As you mention, typically frequently used statements are cached improving performance.

If waiting for the DBMS to do this is not an option then pinning critical ones should improve performance immediately following start up.

This is an approach I have used with oracle to address this situation.

Kris

On 5-Dec-09, at 15:42, Scott Marlowe <scott.marlowe@xxxxxxxxx> wrote:

On Wed, Dec 2, 2009 at 4:31 PM, Ashish Kumar Singh
<ashishkumar.singh@xxxxxxxxxx> wrote:
Hello Everyone,

I have a very bit big database around 15 million in size, and the dump file
is around 12 GB.

While importing this dump in to database I have noticed that initially query
response time is very slow but it does improves with time.
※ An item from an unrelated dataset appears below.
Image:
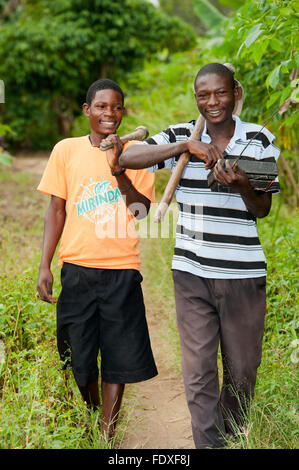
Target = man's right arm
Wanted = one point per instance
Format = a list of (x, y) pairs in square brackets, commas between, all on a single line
[(144, 156), (54, 223)]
Any suggestions to improve performance after dump in imported in to database
will be highly appreciated!

This is pretty normal.  When the db first starts up or right after a
load it has nothing in its buffers or the kernel cache.  As you access
more and more data the db and OS learned what is most commonly
accessed and start holding onto those data and throw the less used
stuff away to make room for it.  Our production dbs run at a load
factor of about 4 to 6, but when first started and put in the loop
they'll hit 25 or 30 and have slow queries for a minute or so.

Having a fast IO subsystem will help offset some of this, and
sometimes "select * from bigtable" might too.